Last year, 2019, we marked 400 years since Africans were brought to Virginia and America’s “peculiar institution” took root. Since then, in the annals of American history, there has been systematic oppression and brutality against the descendants of Africans in America.
My father was born in North Carolina in 1926, but grew up in Virginia. As a teenager he served in the segregated U.S. Army during World War II. One of his uncles, my great uncle, served in the U.S. Army during World War I. When World War I ended in 1919, my maternal grandfather came to America by way of Panama — he had worked on the Canal — from Barbados, through Ellis Island. That same year Claude McKay penned his famous poem, “If We Must Die,” about that year’s large and violent race riots, and for those who equate riots with Black people, note that these violent race riots were perpetuated by whites, going into Black neighborhoods, beating and killing Black people.

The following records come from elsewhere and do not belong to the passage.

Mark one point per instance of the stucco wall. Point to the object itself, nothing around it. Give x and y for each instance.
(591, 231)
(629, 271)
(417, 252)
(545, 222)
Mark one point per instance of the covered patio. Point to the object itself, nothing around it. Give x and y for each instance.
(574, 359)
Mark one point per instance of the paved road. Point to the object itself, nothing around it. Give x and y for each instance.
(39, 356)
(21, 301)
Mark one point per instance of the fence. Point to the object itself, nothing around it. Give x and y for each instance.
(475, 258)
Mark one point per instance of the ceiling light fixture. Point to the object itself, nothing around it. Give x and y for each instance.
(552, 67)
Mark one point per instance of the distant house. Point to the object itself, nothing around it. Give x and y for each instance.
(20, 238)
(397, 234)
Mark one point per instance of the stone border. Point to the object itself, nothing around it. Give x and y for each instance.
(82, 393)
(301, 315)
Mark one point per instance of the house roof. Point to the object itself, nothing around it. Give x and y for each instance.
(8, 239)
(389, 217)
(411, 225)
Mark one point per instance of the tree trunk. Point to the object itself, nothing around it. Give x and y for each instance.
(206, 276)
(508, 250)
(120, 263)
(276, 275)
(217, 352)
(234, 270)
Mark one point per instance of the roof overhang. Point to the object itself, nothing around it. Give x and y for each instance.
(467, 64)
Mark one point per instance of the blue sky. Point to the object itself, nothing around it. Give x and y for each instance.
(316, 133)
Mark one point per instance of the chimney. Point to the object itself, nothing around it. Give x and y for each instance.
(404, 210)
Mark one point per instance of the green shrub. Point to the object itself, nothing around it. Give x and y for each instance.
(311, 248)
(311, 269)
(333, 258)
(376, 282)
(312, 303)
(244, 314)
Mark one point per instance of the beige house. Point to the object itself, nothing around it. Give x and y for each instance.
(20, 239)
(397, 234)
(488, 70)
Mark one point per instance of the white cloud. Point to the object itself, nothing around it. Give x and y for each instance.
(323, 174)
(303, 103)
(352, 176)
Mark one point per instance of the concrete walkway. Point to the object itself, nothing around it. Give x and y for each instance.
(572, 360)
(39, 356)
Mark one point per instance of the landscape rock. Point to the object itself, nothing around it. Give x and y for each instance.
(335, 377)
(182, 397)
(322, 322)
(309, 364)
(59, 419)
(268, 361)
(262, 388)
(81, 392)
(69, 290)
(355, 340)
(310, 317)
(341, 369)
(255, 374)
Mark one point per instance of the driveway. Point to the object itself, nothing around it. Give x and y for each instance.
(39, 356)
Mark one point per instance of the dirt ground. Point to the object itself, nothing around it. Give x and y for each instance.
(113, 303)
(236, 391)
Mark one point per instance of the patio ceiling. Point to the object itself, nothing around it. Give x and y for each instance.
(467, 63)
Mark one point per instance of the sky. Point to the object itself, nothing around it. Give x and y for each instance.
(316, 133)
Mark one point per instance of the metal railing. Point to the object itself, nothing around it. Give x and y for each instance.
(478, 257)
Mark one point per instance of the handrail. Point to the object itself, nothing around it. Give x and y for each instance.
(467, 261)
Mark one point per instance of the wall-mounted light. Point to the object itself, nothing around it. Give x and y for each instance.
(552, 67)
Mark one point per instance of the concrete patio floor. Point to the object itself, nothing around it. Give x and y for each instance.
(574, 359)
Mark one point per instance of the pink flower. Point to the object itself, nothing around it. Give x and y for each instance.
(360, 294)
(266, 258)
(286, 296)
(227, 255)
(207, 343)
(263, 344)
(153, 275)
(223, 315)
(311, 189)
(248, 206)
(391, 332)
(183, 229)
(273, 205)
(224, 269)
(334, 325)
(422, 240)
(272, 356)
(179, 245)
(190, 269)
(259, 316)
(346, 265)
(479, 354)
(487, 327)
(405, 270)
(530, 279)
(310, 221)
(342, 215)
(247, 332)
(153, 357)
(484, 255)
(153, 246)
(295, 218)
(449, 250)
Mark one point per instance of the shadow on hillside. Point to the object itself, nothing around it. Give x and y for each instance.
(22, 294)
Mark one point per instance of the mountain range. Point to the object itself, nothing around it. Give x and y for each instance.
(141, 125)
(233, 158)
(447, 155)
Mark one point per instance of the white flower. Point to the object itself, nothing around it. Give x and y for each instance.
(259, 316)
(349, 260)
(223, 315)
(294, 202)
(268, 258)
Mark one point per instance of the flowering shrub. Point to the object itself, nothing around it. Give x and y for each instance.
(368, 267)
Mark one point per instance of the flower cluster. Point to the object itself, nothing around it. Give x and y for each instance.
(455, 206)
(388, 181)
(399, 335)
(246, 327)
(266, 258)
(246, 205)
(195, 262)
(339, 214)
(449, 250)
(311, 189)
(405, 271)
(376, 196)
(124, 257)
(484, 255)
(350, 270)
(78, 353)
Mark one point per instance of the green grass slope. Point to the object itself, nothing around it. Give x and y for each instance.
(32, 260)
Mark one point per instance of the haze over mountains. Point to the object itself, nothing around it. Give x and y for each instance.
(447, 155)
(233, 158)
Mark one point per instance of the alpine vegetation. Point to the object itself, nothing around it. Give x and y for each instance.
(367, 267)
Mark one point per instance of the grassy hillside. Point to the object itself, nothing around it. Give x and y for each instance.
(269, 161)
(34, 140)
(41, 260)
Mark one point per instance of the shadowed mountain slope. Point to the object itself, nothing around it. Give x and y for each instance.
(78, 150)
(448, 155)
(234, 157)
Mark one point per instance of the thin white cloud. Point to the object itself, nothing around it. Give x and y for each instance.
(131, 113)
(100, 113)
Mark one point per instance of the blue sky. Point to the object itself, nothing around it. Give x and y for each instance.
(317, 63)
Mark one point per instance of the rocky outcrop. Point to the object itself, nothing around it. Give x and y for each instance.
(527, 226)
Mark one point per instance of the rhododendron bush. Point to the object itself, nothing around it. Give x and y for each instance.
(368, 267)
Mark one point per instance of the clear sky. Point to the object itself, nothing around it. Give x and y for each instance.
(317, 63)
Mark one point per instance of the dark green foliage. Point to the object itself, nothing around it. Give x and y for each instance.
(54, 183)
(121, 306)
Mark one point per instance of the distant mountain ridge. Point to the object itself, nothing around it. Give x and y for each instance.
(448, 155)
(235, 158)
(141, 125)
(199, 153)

I was born at the very beginning of what one historian has called the Decisive Decade, the 1960s. I was 7 years of age when Reverend Dr. Martin Luther King, Jr. was assassinated. From that year, 1968, I remember two things: one, the adults saying, “They [white people] killed another good Negro male,” and two, “Burn, baby, burn!”
Once again, cities in America are burning. The racial embers are always burning, ready to be stoked.

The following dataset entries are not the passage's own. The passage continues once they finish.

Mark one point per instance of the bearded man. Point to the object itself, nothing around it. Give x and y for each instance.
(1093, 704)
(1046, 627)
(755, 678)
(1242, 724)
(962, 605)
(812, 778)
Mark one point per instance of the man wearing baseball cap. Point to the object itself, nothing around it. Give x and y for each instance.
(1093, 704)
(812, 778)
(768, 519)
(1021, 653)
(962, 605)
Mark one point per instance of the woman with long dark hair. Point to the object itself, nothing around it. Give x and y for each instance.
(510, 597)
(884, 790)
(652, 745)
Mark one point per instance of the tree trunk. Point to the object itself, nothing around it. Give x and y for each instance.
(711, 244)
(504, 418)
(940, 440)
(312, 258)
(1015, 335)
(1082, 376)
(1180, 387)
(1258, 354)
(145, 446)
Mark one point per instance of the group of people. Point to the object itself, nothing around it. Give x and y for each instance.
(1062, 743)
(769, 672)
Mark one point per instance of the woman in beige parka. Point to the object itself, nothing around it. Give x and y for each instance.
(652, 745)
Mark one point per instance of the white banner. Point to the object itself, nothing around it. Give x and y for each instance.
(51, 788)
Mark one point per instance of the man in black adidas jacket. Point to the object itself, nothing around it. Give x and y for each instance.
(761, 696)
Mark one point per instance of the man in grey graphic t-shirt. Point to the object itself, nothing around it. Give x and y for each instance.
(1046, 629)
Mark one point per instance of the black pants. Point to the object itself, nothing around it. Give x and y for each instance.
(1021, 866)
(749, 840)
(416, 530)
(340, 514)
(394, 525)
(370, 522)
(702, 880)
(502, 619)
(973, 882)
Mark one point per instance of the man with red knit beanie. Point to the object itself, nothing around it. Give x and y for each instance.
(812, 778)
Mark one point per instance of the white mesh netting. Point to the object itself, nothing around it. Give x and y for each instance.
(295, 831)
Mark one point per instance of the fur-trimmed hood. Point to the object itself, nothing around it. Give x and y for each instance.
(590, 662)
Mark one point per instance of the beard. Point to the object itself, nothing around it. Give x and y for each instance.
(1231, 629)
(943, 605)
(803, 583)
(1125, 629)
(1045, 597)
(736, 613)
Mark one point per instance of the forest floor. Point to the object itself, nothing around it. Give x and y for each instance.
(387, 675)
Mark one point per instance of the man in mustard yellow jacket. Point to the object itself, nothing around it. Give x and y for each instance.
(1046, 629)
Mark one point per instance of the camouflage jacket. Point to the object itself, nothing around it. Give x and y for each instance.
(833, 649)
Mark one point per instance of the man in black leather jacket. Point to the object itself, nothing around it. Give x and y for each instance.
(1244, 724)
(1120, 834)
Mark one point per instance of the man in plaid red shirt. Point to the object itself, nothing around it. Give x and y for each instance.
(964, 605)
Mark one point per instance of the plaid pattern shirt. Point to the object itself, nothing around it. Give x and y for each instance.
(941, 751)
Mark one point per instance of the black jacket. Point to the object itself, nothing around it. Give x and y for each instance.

The fires this time were stoked by yet another killing of an unarmed Black male by white police officers.
“Burn, baby, burn!”
I smell the fires and they conjure up my memories from the ‘60s, and then the mid-70s, when I’m 15 and attacked by a white cop. Despite my family history in America, going back to 1805 in the Carolinas, probably way before that, but that’s how far I’ve dug up the roots of my family tree, in Beaumont, NC, as a Black male I can still be in “the wrong place at the wrong time.” Such was that day when I was 15, despite being in an inner city neighborhood familiar to me, a place where I belonged, because the police were looking for a Black male for some crime unknown to me.
I don’t like the fact that traveling down memory lane has these violent markers, but it’s a fact of my existence, and many other Black and Brown men in America, since 1619.
Is this finally that moment in time when “justice rolls down like waters” and washes away America’s Original Sin in the aftermath of the killing of George Floyd?